Today would’ve been Dad’s 90th birthday. How should I mark the occasion?


For many years he shared his love and positivity with all of us – not only with his family, but with a huge circle of friends and acquaintances across the island of Newfoundland. He deserves a raised glass, except that today I’ll boil a kettle and raise a cup. You see, Dad’s way of making a cup of tea set the standard. He’s the one I think of every time I make one for myself.


First he’d boil the kettle. No, I don’t mean he’d wait until steam appeared. The water had to be in a raging boil before he’d consider turning off the stove. He’d bring the kettle and a cup to the sink and scald the inside and outside of the cup, just to warm it up. Then he’d place the Red Rose teabag inside the cup and fill it with JUST enough room for the sugar and milk that would be added… later. Each of us kids learned the exact location of that invisible line just below the rim of his teacup.


Dad would let the bag steep while all of us sat around the kitchen table eating our dinner. By the time we’d finished eating, we lingered there and waited for the fun to begin. Anyone who knew “Des” would agree that he liked to create memorable moments, especially ones that got Mom riled up.


He’d place his teaspoon into the cup, squeeze the bag against the inside of the cup, and remove it. With all of our eyes on him he’d catapult the bag 15 feet across the kitchen and into the sink. We watched with bated breath as Mom protested. “Des!” It was a specific speech pattern she always used, a melody consisting of three notes and dripping with exasperation. Did she think he was setting a bad example? Was she afraid he’d miss the sink? All these years later, it seems like a comedy routine.
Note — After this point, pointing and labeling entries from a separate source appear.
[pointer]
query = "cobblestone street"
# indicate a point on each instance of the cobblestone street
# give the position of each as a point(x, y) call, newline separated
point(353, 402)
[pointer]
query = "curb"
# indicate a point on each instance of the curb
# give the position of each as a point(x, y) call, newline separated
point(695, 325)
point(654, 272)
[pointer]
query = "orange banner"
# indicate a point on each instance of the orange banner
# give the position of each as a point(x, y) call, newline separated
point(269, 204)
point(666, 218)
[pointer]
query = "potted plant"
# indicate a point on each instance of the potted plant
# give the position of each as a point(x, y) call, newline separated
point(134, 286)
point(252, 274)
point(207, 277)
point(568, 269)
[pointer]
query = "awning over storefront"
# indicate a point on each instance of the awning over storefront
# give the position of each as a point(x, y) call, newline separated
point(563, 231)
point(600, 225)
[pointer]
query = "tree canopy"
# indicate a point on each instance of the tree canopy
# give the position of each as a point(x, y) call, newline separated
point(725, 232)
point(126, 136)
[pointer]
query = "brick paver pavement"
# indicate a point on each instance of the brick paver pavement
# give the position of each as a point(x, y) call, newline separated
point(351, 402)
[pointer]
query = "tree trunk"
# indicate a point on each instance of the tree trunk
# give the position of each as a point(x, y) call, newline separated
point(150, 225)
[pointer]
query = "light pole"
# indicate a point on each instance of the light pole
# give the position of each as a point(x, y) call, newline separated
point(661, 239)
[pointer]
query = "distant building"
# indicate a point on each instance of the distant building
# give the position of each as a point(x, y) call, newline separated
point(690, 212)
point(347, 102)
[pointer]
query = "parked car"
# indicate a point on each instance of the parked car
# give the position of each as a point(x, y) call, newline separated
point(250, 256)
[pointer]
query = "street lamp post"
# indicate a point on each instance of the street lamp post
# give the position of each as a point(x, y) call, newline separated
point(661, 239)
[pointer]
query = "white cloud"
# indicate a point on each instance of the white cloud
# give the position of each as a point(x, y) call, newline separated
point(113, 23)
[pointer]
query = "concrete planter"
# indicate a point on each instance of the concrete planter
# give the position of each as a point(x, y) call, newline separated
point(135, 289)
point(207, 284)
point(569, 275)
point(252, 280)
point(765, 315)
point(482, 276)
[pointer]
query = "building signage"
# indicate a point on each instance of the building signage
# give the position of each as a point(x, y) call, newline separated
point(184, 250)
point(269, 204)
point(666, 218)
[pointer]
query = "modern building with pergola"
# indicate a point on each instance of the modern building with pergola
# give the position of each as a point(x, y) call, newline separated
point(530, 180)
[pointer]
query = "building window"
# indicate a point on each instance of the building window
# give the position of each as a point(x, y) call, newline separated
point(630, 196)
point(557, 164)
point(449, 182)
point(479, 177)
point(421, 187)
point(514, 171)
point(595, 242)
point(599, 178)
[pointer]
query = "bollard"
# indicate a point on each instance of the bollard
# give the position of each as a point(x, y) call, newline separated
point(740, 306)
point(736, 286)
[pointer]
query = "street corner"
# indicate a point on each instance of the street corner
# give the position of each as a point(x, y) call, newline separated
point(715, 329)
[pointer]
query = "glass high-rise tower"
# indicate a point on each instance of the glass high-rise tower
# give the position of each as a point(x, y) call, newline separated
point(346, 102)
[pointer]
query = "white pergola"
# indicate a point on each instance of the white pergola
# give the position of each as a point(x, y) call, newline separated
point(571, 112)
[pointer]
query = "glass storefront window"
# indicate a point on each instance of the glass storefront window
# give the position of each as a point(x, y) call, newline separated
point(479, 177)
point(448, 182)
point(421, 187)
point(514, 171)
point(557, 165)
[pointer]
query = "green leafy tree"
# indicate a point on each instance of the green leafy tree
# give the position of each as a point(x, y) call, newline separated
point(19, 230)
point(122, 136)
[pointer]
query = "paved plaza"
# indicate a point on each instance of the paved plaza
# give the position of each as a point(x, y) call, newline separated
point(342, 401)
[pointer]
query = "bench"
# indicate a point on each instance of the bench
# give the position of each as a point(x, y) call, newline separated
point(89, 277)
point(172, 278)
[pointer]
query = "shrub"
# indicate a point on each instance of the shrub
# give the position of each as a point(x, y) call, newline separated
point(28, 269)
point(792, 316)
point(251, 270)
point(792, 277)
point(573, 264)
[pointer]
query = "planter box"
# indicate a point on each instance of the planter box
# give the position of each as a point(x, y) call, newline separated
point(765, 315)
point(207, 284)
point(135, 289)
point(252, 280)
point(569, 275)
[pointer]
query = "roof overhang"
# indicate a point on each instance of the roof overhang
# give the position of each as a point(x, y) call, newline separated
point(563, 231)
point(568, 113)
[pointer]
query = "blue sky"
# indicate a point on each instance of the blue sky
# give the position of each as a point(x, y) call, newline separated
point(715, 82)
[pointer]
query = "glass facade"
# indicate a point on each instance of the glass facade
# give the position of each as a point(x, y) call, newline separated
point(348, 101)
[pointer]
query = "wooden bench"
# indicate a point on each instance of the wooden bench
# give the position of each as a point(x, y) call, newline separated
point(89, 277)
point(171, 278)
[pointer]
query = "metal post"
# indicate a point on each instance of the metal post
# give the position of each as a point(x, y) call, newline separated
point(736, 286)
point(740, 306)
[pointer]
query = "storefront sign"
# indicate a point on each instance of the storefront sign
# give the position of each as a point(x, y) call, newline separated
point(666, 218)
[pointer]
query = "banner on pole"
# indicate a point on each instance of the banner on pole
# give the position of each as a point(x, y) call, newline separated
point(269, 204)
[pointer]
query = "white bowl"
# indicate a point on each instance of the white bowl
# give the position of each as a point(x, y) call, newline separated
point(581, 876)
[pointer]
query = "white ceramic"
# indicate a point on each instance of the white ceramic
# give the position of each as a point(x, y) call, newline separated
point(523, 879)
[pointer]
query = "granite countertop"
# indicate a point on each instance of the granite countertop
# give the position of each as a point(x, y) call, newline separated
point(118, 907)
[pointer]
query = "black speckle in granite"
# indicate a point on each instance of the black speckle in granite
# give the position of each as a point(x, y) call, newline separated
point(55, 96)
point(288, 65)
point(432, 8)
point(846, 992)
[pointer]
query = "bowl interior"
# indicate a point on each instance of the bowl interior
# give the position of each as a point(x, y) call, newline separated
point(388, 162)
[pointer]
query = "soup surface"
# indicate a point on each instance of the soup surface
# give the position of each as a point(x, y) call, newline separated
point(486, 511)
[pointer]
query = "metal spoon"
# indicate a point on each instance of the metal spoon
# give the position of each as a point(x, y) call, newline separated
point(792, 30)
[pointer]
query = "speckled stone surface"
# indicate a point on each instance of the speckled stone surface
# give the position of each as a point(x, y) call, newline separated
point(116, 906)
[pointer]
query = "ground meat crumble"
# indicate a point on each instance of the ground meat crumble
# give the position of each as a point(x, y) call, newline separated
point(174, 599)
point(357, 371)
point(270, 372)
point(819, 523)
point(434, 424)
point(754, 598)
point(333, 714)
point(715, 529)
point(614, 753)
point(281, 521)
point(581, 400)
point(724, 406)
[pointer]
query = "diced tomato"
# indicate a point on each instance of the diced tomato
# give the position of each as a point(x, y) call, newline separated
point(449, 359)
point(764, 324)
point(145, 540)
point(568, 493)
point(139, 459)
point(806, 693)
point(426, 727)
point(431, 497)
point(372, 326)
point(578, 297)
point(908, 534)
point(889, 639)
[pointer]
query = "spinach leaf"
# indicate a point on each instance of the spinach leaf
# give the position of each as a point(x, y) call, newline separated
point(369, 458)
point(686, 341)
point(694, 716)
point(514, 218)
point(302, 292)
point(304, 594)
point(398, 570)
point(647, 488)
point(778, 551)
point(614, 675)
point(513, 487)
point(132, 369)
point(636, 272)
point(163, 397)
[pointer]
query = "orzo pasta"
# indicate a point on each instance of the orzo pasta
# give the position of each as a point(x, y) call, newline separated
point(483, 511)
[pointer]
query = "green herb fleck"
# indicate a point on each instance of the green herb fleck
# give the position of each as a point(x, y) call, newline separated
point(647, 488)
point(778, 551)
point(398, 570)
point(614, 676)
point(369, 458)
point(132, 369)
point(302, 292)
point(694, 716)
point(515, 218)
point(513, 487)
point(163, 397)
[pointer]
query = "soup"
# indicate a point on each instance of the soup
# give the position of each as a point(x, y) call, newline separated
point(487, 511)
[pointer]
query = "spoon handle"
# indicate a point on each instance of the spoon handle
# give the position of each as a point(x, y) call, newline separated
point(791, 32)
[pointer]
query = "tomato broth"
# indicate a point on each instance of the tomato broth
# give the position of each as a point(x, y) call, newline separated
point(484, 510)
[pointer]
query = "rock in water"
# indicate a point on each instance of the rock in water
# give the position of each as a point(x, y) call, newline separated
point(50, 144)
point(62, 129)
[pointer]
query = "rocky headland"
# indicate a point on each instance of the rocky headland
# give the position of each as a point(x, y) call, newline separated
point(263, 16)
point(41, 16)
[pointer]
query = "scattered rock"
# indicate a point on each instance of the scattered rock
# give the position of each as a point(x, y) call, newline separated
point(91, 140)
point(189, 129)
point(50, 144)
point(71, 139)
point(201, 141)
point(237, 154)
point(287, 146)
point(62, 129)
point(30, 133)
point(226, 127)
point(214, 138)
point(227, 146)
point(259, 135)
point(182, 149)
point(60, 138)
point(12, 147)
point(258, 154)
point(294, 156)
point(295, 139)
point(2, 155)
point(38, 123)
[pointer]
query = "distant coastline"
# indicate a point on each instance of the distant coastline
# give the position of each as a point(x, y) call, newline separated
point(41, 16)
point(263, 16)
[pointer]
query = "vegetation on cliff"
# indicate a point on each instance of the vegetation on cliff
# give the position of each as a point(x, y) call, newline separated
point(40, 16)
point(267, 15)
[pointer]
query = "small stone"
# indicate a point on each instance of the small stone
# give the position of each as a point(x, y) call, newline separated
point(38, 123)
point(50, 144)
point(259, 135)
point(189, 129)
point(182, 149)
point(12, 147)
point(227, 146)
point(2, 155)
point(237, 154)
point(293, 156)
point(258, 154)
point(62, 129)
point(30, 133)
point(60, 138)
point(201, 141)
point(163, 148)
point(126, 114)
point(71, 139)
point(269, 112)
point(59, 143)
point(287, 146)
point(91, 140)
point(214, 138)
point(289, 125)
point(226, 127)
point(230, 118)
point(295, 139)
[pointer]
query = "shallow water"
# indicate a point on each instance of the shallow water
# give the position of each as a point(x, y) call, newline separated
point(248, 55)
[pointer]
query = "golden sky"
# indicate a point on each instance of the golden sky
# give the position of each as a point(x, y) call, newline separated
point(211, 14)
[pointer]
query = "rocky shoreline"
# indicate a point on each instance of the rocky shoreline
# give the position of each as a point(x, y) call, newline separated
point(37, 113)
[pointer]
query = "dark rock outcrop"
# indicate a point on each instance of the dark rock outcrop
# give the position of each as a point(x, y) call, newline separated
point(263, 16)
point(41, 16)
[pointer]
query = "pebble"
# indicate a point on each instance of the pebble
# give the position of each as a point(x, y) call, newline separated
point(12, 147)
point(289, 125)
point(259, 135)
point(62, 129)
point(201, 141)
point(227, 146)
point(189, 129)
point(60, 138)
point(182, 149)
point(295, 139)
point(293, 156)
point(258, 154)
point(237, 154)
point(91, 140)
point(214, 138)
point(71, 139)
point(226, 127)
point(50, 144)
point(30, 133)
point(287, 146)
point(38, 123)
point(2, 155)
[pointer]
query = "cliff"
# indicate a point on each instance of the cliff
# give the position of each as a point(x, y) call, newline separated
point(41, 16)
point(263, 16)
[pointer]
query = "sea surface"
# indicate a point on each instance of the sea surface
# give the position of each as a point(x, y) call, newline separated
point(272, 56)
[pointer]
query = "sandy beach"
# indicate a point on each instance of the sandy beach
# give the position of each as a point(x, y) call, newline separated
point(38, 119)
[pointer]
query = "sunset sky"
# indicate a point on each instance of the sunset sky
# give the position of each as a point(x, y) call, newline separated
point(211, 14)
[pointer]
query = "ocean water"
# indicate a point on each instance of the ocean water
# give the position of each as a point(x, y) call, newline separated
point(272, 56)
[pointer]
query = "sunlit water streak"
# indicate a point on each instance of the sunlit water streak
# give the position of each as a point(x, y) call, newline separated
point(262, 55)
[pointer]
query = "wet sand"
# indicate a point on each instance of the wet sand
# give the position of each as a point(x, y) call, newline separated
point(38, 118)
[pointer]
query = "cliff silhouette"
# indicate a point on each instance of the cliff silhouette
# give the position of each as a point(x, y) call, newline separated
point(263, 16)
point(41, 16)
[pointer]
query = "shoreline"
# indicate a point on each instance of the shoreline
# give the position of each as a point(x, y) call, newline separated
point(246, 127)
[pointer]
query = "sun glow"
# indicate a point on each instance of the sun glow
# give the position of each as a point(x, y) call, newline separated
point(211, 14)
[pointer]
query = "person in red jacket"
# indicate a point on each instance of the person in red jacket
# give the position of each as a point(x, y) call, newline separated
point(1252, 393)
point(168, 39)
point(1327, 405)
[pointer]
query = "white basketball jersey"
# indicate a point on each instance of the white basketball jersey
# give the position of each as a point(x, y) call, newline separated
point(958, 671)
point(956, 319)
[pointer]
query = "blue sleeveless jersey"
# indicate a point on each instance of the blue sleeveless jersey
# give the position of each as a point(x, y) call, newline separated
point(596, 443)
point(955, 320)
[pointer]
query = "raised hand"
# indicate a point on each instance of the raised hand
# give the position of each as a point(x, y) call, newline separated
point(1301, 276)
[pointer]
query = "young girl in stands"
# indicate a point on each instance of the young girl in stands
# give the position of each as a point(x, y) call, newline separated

We’d all watch the bag fly across the room. Once the bag made it into the sink we’d heave a sigh of relief. It usually made it, but not always. We admired his teabag-throwing skills and he knew it!


Then he’d add a little sugar and a short pour of Carnation milk, just the way Nanny, Poppy and all his family liked to drink their cup of tea. Then he and Mom would sit back, she with a cup of coffee, and chat with us about our day.


Nowadays I drink tea every day – green tea and other herbal decafs, no milk or sugar – every cup I pour brings me back to the kitchen on Pine Avenue. Is the water hot enough? Did I pour the right amount into the cup? Did I let it steep long enough? And then I sit it down for fifteen minutes and wait for it to be the perfect sipping temperature.



Today, on Dad’s 90th birthday, I hope he’s enjoying a cup of his favorite brew with Mom, Nanny, Poppy, his sister and three brothers. And I wonder if he’s still flinging teabags just to get a rise out of Mom!